New observations from the Hubble Space Telescope and the New Horizons spacecraft have unveiled the presence of a mysterious glow that permeates the solar system.
This unexplained glow was discovered by the SKYSURF survey, an effort to catalogue the various sources of light within the solar system that can interfere with the observations being made by observatories such as the HST and the James Webb Space Telescope; using 200,000 images captured by Hubble, the survey created a model of the sky that eliminated all known sources of light emanating from local bodies, such as planets, moons, asteroids and comets, and then extended the same process to the stars and galaxies that are beyond the solar system.
After eliminating these sources of light and accounting for a phenomenon known as “zodiacal light”—the sunlight that reflects off of the dust of the inner solar system—the survey team found that there was still a small amount of glow being emitted from an unidentified source. This glow is extremely faint—described by the SKYSURF team as being the equivalent of about 10 fireflies spread across the sky when seen from Earth—but still permeates the space throughout the solar system.

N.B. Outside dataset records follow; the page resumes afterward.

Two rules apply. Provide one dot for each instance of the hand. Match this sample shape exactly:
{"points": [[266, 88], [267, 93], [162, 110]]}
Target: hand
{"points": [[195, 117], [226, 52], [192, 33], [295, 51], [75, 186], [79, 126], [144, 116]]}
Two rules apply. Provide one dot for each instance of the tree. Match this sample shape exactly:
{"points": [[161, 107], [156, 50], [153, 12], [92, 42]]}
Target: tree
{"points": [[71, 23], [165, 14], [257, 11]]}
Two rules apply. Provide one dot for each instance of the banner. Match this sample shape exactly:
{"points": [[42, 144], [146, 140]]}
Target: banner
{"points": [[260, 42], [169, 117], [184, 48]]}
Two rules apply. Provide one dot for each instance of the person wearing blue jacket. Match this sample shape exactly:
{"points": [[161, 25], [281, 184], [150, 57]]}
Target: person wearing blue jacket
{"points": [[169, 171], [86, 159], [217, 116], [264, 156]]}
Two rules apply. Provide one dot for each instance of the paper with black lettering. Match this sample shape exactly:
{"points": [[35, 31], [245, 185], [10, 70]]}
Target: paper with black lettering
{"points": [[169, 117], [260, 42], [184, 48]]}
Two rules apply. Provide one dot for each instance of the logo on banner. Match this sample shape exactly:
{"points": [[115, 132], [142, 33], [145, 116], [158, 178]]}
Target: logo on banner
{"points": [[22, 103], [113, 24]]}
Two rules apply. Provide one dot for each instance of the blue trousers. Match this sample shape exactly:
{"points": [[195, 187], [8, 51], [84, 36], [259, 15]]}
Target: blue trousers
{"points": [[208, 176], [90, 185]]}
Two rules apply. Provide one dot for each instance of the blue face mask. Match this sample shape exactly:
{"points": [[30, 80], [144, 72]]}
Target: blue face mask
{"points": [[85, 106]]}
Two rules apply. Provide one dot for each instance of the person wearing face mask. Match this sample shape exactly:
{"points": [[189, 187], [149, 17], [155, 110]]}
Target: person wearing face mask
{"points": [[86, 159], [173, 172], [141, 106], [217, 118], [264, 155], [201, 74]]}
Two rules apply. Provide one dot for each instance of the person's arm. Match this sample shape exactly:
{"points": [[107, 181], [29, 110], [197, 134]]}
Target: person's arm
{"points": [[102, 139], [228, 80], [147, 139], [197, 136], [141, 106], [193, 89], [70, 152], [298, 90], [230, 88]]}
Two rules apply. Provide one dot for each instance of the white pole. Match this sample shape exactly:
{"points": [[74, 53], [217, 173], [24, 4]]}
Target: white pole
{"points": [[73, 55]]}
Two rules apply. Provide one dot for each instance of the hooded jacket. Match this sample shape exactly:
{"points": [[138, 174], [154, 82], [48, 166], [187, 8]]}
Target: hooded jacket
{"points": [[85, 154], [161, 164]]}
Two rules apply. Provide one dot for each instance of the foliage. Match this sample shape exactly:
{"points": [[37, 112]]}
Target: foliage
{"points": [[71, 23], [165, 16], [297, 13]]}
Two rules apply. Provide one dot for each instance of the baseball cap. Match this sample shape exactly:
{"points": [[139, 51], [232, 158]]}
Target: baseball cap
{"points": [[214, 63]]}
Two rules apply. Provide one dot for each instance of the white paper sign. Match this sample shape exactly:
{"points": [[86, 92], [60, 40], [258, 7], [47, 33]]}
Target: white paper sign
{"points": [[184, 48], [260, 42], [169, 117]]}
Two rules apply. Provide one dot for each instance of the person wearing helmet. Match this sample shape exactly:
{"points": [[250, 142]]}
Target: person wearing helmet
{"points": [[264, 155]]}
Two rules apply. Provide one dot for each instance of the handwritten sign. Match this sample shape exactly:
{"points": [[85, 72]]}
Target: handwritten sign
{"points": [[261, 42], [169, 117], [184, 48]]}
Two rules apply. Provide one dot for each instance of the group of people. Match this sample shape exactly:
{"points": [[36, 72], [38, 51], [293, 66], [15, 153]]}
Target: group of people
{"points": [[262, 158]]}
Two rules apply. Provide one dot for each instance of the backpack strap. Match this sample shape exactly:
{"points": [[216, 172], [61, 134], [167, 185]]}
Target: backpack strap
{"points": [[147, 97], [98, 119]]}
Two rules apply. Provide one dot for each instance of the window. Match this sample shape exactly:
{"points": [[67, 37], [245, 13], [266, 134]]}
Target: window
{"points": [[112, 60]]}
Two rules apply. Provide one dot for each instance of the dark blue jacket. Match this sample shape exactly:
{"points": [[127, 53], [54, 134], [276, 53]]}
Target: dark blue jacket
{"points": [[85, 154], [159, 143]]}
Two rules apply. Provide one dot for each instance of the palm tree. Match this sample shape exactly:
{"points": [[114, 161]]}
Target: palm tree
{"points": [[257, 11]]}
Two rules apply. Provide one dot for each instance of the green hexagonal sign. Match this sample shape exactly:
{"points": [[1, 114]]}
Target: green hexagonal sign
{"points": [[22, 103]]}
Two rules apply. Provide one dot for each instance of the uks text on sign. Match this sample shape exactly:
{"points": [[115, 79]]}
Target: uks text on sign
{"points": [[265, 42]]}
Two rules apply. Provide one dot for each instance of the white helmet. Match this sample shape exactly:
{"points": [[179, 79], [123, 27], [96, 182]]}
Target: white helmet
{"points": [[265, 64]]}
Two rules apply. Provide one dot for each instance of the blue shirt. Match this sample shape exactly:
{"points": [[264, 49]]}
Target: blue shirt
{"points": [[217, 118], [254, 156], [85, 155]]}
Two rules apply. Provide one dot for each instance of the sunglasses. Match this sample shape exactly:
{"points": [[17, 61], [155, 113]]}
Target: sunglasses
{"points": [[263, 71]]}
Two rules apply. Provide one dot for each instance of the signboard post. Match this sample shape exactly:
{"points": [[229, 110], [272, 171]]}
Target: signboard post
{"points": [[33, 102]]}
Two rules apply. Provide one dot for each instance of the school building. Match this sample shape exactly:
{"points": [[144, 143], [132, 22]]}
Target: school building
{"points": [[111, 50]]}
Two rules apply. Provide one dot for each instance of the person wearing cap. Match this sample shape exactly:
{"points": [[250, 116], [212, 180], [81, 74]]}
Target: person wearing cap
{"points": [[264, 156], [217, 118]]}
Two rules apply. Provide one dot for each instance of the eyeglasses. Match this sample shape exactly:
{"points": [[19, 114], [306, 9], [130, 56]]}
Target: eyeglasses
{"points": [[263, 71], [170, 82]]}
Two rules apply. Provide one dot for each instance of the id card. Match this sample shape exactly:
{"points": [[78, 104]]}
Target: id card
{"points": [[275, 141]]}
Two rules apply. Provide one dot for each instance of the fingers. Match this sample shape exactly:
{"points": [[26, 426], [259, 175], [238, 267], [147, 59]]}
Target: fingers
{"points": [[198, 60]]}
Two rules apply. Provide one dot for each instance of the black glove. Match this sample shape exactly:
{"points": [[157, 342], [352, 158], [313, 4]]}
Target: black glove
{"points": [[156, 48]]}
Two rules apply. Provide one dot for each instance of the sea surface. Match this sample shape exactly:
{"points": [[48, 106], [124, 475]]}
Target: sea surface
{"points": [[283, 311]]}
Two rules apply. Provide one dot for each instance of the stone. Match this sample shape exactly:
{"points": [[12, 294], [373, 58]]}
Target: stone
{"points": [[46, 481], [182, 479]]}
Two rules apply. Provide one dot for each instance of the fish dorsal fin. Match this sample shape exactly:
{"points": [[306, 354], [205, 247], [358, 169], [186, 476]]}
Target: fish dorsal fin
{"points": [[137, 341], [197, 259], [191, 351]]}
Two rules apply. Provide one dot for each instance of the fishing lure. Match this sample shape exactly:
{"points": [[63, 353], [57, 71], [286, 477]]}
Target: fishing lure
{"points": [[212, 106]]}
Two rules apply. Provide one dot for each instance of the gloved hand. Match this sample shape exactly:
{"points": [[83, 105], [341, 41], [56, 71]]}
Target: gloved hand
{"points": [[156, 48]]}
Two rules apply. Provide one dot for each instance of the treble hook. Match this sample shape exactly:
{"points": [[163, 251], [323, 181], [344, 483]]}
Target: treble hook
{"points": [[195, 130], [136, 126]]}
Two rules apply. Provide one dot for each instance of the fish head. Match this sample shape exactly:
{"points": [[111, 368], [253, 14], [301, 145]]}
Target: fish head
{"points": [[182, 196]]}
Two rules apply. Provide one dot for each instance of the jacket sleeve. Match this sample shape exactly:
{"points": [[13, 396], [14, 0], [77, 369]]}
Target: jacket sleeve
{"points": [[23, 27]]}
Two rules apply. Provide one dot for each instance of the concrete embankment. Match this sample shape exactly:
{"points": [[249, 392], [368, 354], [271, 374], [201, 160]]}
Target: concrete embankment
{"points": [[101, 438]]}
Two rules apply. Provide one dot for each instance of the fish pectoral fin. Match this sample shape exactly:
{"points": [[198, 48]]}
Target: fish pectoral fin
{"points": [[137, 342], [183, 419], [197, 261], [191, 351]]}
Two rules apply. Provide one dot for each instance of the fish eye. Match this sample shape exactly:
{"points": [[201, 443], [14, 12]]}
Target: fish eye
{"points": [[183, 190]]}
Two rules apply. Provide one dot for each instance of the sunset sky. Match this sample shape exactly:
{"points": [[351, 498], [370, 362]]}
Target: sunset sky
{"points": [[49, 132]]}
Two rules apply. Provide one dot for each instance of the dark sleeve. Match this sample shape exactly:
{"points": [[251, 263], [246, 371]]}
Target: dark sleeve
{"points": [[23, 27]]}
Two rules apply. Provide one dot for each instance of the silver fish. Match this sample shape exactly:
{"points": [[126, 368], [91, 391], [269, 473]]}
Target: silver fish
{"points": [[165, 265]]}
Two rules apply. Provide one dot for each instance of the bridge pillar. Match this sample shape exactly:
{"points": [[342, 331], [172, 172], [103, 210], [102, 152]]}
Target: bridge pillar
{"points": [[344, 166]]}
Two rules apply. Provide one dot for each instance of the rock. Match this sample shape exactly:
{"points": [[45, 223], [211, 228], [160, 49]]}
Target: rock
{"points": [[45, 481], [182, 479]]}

The survey then turned to data gathered by the New Horizons interplanetary space probe to determine just how far outside the solar system this mysterious glow extends: from its far-flung vantage point far outside Pluto’s orbit, New Horizons detected the same glow, but at a drastically reduced intensity, indicating that this unaccounted-for light is a phenomenon particular to the solar system itself.
“Because our measurement of residual light is higher than New Horizons we think it is a local phenomenon that is not from far outside the solar system,” explained Tim Carleton, one of the co-authors of the new study. “It may be a new element to the contents of the solar system that has been hypothesized but not quantitatively measured until now.”
Although it is too early to make a proper determination, the survey team hypothesizes that this glow may be coming from a cloud of dust that surrounds the inner solar system, the remnants of material cast off by comets as they begin to heat up as they enter the inner solar system; however, this doesn’t explain why New Horizons saw the same, albeit less intense, glow.